As opposed to the rail-thin, hollow-eyed Prince of 1977, the 2009 version is amazingly healthy-looking and youthful (he's 61). His nasal New York whine has softened somewhat, but he's as animated as ever when it comes to talking about his eventful life, his friendship with Scorsese and Band frontman Robbie Robertson (at one point all three shared a house on Los Angeles' Mulholland Drive) and his own responses to the 1978 documentary. He also dishes some less-than-flattering stories, especially one about star Liza Minnelli having affairs with both Scorsese and De Niro while shooting 1977's NEW YORK, NEW YORK, a film Prince appeared in and crewed on.

Without a distributor or theatrical release (or rights clearances), Pallotta's film has been kicking around on the web, and is on-and-off YouTube (currently on, you can see it here).

The two films are excellent companion pieces.

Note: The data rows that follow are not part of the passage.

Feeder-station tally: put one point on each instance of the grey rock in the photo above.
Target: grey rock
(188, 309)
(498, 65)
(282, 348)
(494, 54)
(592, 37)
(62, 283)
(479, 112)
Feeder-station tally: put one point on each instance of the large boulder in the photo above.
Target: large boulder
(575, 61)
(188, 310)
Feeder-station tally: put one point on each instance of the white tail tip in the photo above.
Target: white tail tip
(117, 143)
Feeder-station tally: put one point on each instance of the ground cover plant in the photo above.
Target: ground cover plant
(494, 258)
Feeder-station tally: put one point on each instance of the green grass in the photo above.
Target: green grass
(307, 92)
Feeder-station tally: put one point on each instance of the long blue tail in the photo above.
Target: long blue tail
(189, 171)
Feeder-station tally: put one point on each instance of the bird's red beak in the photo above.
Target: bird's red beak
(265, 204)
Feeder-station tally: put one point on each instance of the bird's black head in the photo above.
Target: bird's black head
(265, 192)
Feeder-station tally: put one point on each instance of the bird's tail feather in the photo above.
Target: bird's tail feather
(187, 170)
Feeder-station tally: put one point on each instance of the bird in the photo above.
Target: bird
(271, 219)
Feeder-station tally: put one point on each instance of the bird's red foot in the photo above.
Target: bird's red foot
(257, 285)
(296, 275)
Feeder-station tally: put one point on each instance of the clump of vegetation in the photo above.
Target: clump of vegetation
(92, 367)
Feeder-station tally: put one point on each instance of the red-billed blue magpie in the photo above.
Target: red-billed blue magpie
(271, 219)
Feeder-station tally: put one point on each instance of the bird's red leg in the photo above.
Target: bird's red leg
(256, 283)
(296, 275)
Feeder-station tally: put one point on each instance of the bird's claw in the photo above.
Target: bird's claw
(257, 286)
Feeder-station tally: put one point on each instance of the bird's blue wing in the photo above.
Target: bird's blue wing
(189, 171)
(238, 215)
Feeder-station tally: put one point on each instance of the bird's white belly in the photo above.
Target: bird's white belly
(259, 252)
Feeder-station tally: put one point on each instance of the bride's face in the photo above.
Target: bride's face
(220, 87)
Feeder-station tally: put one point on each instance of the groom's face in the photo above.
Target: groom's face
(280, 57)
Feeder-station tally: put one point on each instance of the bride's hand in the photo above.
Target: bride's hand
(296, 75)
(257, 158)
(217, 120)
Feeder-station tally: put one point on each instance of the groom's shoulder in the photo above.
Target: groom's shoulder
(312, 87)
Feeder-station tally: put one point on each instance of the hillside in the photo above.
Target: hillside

Both are light on biographical details, aside from the brief unconnected anecdotes Prince relates about his childhood and parents, but the stories speak for themselves (watch BOY first though, as Pallotta's film contains spoilers for stories in the original documentary). Seen back-to-back, they're amazing time capsules as well as oral histories. And for anyone interested in Scorsese or Hollywood in the 1970s, they're required viewing.




7 comments:

pattinase (abbott) said...

He does look great. I guess stressful living doesn't always show up on a face. Just mine.

Wallace Stroby said...

He looks much better now at 61 than he did at 30. Which is amazing, considering his stories about heroin, cocaine and crystal meth abuse.

Wallace Stroby said...

ITALIANAMERICAN is also great. Really worth seeking out (it's on YouTube - for the moment - as well).

tintin said...

It it me or does he look like Spielberg?

Wallace Stroby said...

I don't think Spielberg moved in those same circles - or did those same drugs.

pattinase (abbott) said...

Nice piece in the NYT about Asbury Park today. I'm ready to hop on a plane.

Wallace Stroby said...

pattinase (abbott) said...
Nice piece in the NYT about Asbury Park today. I'm ready to hop on a plane.

2:09 PM


Yes, not sure why they waited until mid-September to do it though.